Personal information
- Nationality: Cambodian
- Born: 28 March 1946 (age 80)

Sport
- Sport: Sprinting
- Event: 100 metres

= Meas Kheng =

Cambodian athlete (born 1946)

Meas Kheng (born 28 March 1946) is a Cambodian sprinter who made history as the first woman to represent Cambodia at the Olympics. She competed in the women's 100 metres at the 1972 Summer Olympics.

She was dubbed the "sprint queen" of Southeast Asia, in the early 1970s.

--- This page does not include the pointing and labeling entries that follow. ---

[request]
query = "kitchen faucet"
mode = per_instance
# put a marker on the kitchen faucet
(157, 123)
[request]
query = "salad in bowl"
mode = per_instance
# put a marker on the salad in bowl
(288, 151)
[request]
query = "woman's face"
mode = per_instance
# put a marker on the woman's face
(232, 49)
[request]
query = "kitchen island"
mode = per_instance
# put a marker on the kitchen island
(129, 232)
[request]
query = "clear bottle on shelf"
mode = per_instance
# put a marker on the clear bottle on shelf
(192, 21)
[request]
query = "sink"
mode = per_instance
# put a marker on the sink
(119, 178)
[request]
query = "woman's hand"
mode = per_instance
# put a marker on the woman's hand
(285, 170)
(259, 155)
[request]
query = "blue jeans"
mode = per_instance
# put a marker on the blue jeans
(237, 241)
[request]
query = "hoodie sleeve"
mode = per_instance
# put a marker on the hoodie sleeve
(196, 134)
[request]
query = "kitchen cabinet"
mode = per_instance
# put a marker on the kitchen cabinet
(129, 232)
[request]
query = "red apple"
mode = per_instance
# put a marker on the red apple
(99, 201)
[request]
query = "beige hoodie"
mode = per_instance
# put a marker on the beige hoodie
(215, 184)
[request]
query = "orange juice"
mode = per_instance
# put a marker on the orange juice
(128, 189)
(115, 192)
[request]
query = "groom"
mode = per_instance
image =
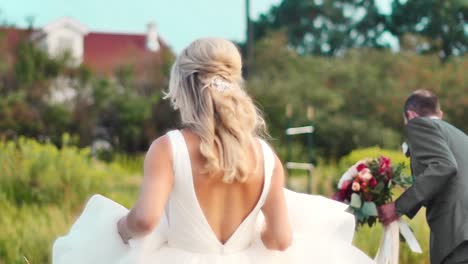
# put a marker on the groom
(439, 162)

At just seventeen, Kheng reached the finals of the 400 metres at the 1963 GANEFO Games in Jakarta. Her recorded time of 62.1 seconds still stands as the Cambodian junior record.

On July 19, 1968, in Phnom Penh, Meas Kheng clocked 12.0 seconds to set the current Cambodian 100-metre hand-timed record, which remains unbroken to this day.

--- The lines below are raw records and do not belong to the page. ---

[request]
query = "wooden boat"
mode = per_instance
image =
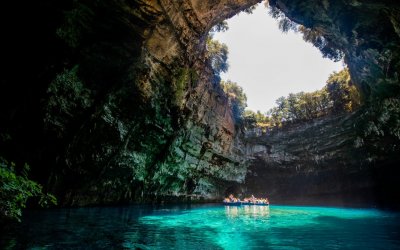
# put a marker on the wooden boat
(241, 203)
(238, 203)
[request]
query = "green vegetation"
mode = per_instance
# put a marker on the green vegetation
(217, 54)
(328, 47)
(68, 98)
(16, 189)
(339, 95)
(237, 97)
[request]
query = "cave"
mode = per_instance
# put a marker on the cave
(113, 102)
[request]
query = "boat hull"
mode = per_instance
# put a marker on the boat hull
(244, 204)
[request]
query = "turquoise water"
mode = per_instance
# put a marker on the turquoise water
(208, 227)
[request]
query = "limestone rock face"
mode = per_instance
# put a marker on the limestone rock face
(319, 162)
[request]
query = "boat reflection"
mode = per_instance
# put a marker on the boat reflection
(254, 211)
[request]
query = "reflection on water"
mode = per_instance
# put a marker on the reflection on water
(207, 227)
(254, 211)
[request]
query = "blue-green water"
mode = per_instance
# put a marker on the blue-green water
(208, 227)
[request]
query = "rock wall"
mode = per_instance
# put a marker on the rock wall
(319, 162)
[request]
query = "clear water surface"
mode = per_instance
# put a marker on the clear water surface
(207, 227)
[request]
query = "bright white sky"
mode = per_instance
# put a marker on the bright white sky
(269, 64)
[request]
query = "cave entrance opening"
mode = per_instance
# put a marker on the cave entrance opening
(269, 59)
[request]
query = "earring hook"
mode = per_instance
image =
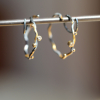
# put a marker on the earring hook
(70, 18)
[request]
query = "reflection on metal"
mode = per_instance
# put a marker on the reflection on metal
(70, 43)
(93, 18)
(27, 29)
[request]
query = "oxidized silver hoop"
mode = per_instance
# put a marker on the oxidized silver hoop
(27, 29)
(70, 43)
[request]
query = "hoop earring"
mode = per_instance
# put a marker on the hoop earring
(69, 18)
(70, 43)
(27, 29)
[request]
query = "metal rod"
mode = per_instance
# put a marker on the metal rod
(93, 18)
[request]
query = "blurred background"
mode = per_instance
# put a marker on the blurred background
(48, 77)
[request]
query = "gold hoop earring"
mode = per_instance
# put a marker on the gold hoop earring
(37, 38)
(70, 43)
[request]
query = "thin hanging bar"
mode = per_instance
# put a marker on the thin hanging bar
(93, 18)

At the 1971 SEAP Games, Kheng clinched gold with a time of the 100 metres and in a national record of 25.05 seconds. Her 200-metre time of 25.1 seconds shaved 0.3 seconds off the previous championship record. In the 400 metres, she finished second behind Malaysia's Junaidah Aman, clocking 58.1 seconds.

Confusion surrounds about Kheng's best times, and little news about her had emerged. On the eve of the 1973 SEAP Games, reports stated that Kheng's season bests were 12.0 seconds over 100 metres, 25.4 seconds over 200 metres, and 54.3 seconds over 400 metres. But on the eve of the Games debut, the Khmer team's chef de mission emphasised his athletes' unpreparedness as a result of the ongoing civil war, and claimed Kheng's season bests as 12.6 seconds in the 100 metres, 25.1 seconds for the 200 metres, and 57.6 seconds for the 400 metres. Said Kheng: "I am very bad this time. No time for training. I fight in war." Despite this, she arrived at the 1973 Southeast Asian Peninsular Games as the clear favourite, tipped for a gold-medal treble. Unfortunately, she pulled a muscle during the 100-metre final and was forced to withdraw from the rest of the competition.